Punctuating the center of downtown Indianapolis is the 284.5 foot tall Soldiers' and Sailors' Monument. The stately monument is a popular backdrop for wedding photos and the facilitator of the holiday season's Tree of Lights. On any given day, thousands of Hoosiers and tourists alike gaze at this impressive limestone structure paying homage to the state's military veterans. While spectators can undoubtedly appreciate the exterior beauty of the monument, few know what lies inside.
|Soldiers' and Sailors' Monument strung with lights for the seasonal Tree of Lights|
Located inside the monument are a Civil War museum and an observation deck, both of which are free of charge. The Colonel Eli Lilly Civil War Museum is relatively small and features several collections of authentic wartime items varying from military uniforms to medical equipment. Interactive activities and documentaries add punchy twists to the typical exhibits.
|Civil War doctor's medical kit....yikes!|
|Civil War military coat|
The museum is respectable, especially considering the absence of an admission fee. It is very similar to the Indiana War Memorial Museum that I blogged about here.
After meandering through the museum, my friend and I moved on to the task that brought us here: climbing the monument. Although an elevator is available for $2/person, we decided the only way to get the actual monument experience (and save $2) was to climb the 331 steps to the observation deck. It was a long climb on narrow stairs, but markers counted down the remaining steps. The markers were tremendously motivational and made the ascent significantly easier.
Once we reached the top and caught our breaths, we took in the view around us. We visited the monument on a bland January day, so the scenery was nothing notably special. Had snow covered the roofs, leaves made a green treetop oasis, or fall foliage burned in the distance, it would have been a beautiful vista.
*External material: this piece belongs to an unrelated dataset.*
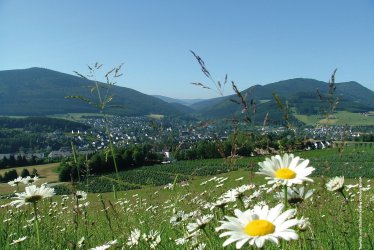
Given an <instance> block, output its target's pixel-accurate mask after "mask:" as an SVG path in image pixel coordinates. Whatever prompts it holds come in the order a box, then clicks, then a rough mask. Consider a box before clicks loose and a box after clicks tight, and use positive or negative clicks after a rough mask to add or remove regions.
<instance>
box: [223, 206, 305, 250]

This was not the case, however, so the view was dismally industrial.
|View from the observation deck|
Despite the lackluster view, it was a cool experience. I have passed the monument countless times, but before reading the Indianapolis Monthly article I did not know that it was possible to climb the monument. After asking several friends and family members who have lived in Indianapolis their entire lives, I discovered that none of them had visited the interior of the monument. One fellow observer commented, "I lived in Indianapolis for 20 years and never climbed the monument. Why did I wait until I moved away to do this?"
|Indianapolis Monthly headquarters across from the Soldiers' and Sailors' Monument|
For whatever reason, it seems that relatively few Hoosiers take advantage of this experience. Climbing the monument made me look at Indianapolis with fresh eyes, allowing me to be a tourist in a very familiar city.